Meta Software Engineer Onsite Interview Question Breakdown: K-Closest Points

Meta Software Engineer Onsite Interview Question Breakdown: K-Closest Points

This article is the 2nd in my series breaking down Meta interview questions which I actually gave as an interviewer during my time there. There's a lot of misinformation around how Big Tech judges candidates, and this series' goal is to demystify all that and help you study data structure and algorithms (DSA) properly. If you want to read the 1st article, you can find it here: Meta Software Engineer Interview Question Breakdown: Finding Unique Integers

While the 1st article covered my warm-up phone screen question, this one takes us into the Big Leagues: The onsite.

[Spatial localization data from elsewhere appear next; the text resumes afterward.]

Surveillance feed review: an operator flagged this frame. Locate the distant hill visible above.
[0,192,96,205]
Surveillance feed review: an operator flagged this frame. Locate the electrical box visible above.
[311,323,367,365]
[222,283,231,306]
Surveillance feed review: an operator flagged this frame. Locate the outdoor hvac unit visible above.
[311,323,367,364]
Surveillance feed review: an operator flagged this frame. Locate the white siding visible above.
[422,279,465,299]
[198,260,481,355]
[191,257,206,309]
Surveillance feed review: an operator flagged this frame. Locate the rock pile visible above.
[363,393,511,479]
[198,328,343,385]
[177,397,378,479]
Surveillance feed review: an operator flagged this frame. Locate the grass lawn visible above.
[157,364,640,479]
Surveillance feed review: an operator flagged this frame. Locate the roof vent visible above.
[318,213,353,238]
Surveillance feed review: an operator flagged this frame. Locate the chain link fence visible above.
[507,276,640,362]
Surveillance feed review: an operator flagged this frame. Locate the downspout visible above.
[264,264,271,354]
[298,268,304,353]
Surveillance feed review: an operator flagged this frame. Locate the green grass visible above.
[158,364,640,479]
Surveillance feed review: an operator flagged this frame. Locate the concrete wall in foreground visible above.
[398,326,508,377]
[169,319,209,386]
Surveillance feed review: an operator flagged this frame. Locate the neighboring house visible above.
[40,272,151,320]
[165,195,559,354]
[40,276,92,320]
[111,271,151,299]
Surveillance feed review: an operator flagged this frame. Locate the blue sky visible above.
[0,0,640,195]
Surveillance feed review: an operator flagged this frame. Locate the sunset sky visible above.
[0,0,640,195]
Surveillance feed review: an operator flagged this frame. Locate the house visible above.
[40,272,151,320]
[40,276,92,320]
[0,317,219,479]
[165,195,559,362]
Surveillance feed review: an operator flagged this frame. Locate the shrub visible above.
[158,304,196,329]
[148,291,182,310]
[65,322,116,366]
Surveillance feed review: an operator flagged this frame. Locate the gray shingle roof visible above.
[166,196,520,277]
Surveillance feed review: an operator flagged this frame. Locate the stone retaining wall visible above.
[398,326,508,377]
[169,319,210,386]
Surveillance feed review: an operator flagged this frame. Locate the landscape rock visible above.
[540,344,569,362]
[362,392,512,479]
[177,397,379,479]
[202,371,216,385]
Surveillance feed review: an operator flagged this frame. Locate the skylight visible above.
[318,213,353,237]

I'll cover the primary problem I gave when I was one of the DSA interviewers (code name "Ninja") on a candidate's final panel.


The Problem

Here's the problem: Given a list of n points on a cartesian plane and a number k, return a list of the k-closest points to the origin.

Let's clarify this with an example:

Input:

Points = [[3, 0], [2, 2], [7, 3], [1, 1], [0,0]]

k = 3

Output: [[0,0], [1, 1], [2, 2]]

As a reminder, you use the Pythagorean Theorem (c = sqrt(a^2 + b^2)) to find the distance of a point from the origin.


The Setup

If you look at the prompt, it's suspiciously oriented around the happy flow. The list is short and the points are very clean. I did this so the candidate would ask questions to clarify the problem like:

  1. What can be in a point?
    1. Can there be very large Integers?
    2. Can there be Floats?
    3. Can it have negative coordinates?
  2. What can the list be like?
    1. Can it be very small, empty, or null?
    2. Can it be extremely large?
  3. What to do in case of points that are the same distance and qualify as the k-closest?
    1. Return all of them even if we go above k?
    2. Have some sort of tiebreak algorithm?
    3. Just return whatever amount of them at random?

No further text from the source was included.